I knew then that I was back in.
After Le Granon, I subscribed to GCN+, found The Cycling Podcast as a fixture in my listening, and started following the spring Classics — the Belgian races in particular. De Ronde van Vlaanderen. E3 Harelbeke. Gent-Wevelgem. And Liège–Bastogne–Liège, the oldest of them all, first held in 1892. La Doyenne.
Which brings me back to that road in Belgium, on La Redoute, in April 2024.
Watching a race at the roadside is unlike watching a match or a game. You wait for hours. You are on the streets and hillsides of ordinary towns and villages. And then the riders come to you — not you to them. They do not arrive in a stadium you have paid to enter. They arrive on the road outside, and there is nothing between you and them.
Pogacar made his move about 100 metres down the slope from where we were standing. There was a change in the atmosphere — gasps, noise, a kind of collective intake of breath — and then he was there. In front of me. I could have touched him. Two metres away, at most, ascending the hill at a speed that should not have been possible given how far the race had already gone.
It is a strange sensation.
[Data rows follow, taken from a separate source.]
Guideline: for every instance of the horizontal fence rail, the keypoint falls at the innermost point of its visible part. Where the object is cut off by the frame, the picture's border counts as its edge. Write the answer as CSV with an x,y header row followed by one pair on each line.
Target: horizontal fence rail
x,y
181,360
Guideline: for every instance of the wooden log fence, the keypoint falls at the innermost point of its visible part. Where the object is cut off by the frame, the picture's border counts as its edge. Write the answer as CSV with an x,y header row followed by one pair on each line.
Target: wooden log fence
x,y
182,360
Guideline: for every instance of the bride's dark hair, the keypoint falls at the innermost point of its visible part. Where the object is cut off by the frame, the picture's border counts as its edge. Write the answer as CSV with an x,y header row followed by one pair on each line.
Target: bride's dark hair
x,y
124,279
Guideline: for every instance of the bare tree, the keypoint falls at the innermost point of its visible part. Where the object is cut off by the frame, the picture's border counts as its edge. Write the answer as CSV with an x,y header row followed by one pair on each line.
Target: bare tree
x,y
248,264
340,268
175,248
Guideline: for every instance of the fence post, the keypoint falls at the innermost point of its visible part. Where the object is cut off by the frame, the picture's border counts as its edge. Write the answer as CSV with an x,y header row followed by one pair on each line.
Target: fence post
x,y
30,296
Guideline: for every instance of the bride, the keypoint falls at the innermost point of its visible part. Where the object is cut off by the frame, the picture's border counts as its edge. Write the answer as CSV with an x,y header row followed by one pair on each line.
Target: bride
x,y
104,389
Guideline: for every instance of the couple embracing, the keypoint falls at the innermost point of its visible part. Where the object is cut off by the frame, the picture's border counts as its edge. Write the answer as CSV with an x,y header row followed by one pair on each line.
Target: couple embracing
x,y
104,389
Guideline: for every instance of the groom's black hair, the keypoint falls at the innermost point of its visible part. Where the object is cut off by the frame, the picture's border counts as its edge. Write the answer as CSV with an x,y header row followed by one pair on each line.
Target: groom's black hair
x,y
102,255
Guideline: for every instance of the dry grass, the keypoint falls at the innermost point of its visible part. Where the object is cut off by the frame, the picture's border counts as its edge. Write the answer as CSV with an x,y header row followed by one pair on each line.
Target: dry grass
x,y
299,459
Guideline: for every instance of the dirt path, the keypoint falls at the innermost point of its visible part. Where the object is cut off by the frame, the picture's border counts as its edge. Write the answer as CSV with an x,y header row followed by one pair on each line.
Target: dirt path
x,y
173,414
On one hand, you are aware of what you are looking at — an athlete whose physiology is simply not comparable to anything most of us understand. On the other hand, he is right there. Reachable. Unguarded. Genuinely vulnerable in a way that no professional athlete in a stadium setting ever is.
It lasted perhaps five or ten seconds. And then he was gone.
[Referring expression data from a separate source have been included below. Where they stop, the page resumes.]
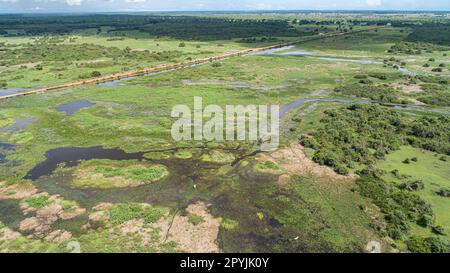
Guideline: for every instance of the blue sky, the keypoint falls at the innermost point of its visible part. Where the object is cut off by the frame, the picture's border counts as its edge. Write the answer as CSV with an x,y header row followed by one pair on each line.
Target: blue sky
x,y
175,5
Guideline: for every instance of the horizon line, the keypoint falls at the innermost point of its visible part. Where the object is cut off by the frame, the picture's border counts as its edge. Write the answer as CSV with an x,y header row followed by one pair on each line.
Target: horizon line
x,y
224,11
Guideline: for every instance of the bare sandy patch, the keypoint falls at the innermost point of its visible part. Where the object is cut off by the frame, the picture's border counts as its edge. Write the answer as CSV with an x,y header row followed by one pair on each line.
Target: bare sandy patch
x,y
58,236
7,235
409,88
292,161
201,238
41,223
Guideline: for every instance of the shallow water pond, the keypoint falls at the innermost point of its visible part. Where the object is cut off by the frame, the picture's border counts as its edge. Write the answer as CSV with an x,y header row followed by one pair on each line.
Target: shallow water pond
x,y
75,106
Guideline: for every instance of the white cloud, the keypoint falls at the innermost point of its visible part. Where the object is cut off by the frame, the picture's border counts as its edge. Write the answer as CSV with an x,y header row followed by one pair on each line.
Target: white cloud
x,y
74,2
374,3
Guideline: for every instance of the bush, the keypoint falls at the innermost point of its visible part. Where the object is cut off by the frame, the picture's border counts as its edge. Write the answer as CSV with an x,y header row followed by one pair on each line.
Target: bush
x,y
95,74
412,185
427,245
438,230
444,192
195,219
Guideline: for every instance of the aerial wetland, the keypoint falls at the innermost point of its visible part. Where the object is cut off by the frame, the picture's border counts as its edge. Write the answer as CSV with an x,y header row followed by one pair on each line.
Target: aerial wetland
x,y
364,135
After Pogacar came Mathieu van der Poel — one of the greatest Classics riders of the current era. Then Richard Carapaz, Giro d’Italia winner in 2019. And the rest of the peloton behind them, stretching down the hill.
And then the road was empty, and it was just us again, and Belgium, and the ordinary afternoon.
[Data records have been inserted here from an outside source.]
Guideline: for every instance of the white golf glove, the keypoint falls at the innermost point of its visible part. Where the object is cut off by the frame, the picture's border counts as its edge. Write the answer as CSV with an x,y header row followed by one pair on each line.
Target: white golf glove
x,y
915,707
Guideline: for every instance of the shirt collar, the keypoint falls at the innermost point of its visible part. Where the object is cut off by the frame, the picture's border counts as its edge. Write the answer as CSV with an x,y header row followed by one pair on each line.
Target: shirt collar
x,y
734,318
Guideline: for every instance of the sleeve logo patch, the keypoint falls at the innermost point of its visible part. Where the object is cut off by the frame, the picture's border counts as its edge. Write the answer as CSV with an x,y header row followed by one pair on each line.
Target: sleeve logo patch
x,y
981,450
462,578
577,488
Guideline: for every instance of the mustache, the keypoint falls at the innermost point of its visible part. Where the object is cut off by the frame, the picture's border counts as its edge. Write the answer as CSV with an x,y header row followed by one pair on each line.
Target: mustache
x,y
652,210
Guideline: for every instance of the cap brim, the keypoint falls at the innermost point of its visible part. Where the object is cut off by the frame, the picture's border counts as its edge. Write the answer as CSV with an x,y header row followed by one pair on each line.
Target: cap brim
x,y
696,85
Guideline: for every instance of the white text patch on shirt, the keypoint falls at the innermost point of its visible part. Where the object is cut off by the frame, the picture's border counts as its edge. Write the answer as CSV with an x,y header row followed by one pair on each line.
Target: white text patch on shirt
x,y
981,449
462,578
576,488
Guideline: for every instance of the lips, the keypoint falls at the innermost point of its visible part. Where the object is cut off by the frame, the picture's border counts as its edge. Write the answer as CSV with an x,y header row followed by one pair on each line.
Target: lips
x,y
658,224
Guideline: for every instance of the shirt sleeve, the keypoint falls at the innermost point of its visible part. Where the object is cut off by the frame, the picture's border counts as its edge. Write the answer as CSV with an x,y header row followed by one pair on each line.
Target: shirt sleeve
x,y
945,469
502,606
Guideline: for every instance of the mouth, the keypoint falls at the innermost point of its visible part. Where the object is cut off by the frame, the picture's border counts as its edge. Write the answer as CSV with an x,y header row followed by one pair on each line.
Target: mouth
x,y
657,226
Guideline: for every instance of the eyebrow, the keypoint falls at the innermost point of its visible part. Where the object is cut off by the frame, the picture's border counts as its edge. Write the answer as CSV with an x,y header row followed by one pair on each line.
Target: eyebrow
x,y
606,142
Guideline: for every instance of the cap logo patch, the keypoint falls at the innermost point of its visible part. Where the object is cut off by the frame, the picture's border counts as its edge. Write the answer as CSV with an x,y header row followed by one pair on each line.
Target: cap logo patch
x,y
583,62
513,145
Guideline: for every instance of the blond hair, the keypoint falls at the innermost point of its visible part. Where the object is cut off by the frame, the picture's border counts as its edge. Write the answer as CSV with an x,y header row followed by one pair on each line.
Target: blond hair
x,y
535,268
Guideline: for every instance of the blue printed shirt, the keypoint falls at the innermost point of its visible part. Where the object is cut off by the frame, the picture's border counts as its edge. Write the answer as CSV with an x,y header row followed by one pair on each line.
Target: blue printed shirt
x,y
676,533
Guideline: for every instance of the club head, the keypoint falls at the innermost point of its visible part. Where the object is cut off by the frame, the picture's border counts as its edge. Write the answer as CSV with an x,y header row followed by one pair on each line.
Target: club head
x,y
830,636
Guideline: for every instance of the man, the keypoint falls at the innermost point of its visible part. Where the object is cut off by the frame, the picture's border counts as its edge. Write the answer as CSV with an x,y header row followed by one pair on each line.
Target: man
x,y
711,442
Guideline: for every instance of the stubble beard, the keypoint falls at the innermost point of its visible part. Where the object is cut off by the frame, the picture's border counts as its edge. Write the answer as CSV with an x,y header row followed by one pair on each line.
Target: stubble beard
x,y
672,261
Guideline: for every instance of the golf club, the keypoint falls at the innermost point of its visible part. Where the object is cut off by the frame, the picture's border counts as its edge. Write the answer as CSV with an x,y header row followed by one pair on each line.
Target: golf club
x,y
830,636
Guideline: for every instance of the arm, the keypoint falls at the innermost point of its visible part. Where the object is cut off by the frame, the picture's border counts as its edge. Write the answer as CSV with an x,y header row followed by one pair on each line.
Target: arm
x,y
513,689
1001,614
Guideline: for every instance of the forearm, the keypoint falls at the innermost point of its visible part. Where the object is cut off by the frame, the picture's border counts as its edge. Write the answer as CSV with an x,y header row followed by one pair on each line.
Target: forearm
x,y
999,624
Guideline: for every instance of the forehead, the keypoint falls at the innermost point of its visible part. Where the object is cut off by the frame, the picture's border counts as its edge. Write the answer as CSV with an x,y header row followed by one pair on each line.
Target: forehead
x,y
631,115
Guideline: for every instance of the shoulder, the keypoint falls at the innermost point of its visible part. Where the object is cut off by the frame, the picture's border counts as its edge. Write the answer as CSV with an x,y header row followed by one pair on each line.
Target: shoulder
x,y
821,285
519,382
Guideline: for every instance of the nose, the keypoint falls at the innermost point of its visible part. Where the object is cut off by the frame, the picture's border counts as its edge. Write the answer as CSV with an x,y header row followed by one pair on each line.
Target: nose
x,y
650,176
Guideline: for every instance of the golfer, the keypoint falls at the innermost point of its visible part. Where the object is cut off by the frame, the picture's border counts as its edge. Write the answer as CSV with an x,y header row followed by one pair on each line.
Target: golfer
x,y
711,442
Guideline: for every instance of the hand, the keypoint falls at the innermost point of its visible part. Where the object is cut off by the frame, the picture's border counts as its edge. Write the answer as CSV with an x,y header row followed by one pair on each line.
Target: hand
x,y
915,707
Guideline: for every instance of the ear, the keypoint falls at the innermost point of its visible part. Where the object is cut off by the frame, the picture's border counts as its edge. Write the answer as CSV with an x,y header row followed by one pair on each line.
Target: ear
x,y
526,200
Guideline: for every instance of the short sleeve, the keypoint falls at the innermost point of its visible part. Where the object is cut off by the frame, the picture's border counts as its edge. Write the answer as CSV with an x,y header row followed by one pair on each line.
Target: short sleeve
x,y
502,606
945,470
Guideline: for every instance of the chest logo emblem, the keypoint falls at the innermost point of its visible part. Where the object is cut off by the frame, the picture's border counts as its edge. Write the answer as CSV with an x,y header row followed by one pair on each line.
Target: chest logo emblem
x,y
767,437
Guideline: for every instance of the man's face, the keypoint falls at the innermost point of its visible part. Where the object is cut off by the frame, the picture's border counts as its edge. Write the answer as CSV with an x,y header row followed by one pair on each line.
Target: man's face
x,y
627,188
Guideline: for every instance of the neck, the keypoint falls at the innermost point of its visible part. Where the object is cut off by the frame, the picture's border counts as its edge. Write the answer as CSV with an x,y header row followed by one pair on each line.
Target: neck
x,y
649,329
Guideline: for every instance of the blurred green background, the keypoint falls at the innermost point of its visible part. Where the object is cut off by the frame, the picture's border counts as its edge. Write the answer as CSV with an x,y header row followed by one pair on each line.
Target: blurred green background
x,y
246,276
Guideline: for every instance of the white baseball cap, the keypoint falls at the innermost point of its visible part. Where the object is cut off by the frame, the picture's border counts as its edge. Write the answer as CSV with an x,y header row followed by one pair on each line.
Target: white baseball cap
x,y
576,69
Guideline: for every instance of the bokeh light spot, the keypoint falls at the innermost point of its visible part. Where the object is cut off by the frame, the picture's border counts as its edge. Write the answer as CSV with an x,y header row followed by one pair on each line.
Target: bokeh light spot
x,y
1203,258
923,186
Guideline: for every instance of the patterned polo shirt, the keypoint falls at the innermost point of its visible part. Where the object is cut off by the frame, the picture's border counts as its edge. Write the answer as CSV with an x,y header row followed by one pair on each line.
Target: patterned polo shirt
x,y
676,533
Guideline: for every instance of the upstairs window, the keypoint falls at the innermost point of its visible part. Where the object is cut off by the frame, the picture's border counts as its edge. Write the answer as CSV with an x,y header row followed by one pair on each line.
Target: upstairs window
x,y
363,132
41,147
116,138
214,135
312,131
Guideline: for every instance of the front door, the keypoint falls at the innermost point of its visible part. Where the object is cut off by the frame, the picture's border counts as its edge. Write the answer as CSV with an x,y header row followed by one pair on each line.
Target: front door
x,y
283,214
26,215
One of the unexpected advantages of living in Germany is proximity. Most of the major spring Classics are within reach — a drive to Belgium, a train into northern France. I have only been to a handful of cycling events so far, but several more are on a list I intend to get to in the coming years, and at some point I hope to be at them with my children, the way my father was at the roadside in Cork in 1998, waiting for Il Pirata.
When I think back over the sporting moments that have stayed with me, I notice that I never think about results. I think about the moments themselves, and the people I shared them with.
Setanta Ó hAilpín scoring a goal in the 2003 All-Ireland final — nineteen years old, the crowd shaking around us, and the feeling that we were watching the next decade of Cork hurling arrive in real time. None of us knowing he would be gone to Australian Rules football within months. In that moment, the future looked impossibly bright. The shaking stadium… my dad, a veteran of thousands of matches, said he had never felt anything like it that day.
Being in Semple Stadium in Thurles in 2004, watching Paul Flynn score a bullet goal against us from an impossibly far out free — the silence on our end, the Waterford celebrations, the goal appearing on the scoreboard, and my brother and I looking at each other. How?
Seáni Maguire scoring in the dying minutes of the FAI Cup final in 2016 against Dundalk — all hope of avoiding penalties gone, the ball worked to him from a throw-in, Stephen Beattie the supplier, and then it trickling over the line into our end. The eruption around me. We had won.
These are not cycling memories. But they are the same kind of memory — moments where the sport briefly exceeded itself and became something else. Something you carry.
The cycling memories are fewer, for now. But they are growing. What stays, across all of it, is not the results. It is the stories — the personal ones, and the ones built into the events themselves.
Watching Pogacar on La Redoute, two metres away, on his way to winning Liège–Bastogne–Liège — that one has made the list too.